Writing in Ambulance Today, the editor, Declan Heneghan, said, “The improvement to date underlines the remarkable speed with which Mr Murray and his senior management team have been addressing the underlying problems which the Welsh Ambulance Service faced when he joined it last summer.
“I have followed the development of the Welsh Ambulance Service very closely and, like many others involved in the UK ambulance scene, I have recognised the huge challenges faced by its managers and staff.
“I very much want to express the admiration which I feel for Mr Murray and all of the staff for the improvements that have been identified and implemented in just 10 months. I routinely liaise with staff in all areas of the service on behalf of Ambulance Today and, alongside the palpable improvements that have been achieved, the single thing that stands out to me is the remarkable boost in morale which the staff tell me they are experiencing on a day-to-day basis.
“Having staff that look forward to their next shift and the challenges it will bring them is vital to the success of high-quality patient-care. For the first time in a long time this is the feedback that I and many others are receiving from staff across Wales.”
Mr Murray is regarded as one of the world’s foremost ambulance service experts and has worked as a senior consultant in America, Canada, India, the Middle East and New Zealand. He has also advised more than half the ambulance trusts in England and before coming to Wales he led the revival of the ailing Merseyside Ambulance Service.
Mr Murray said, “While achieving the Welsh Assembly Government [response time] target is an important milestone, it is just the beginning of our task. My previous experience of recovery programmes has been that improvement may be fragile in the early stages.

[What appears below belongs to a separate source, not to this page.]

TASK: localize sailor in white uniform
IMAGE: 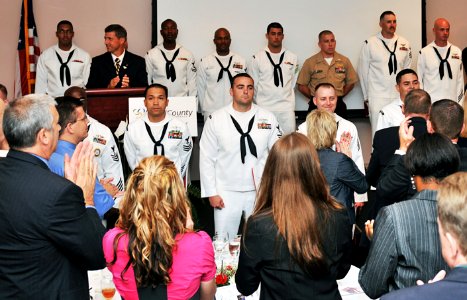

“Our objective is to provide clinically effective responses to life threatening and serious emergencies in all parts of Wales. This is more difficult to achieve than headline improvements, but we will not rest until we have achieved it.”
Stuart Fletcher, who took over as chair of the Welsh Ambulance Services NHS Trust a year ago, said, “Alan has done a really excellent job and has been hugely impressive. Under his leadership, we have made massive progress. That is down to the new management team and the board have been very supportive.”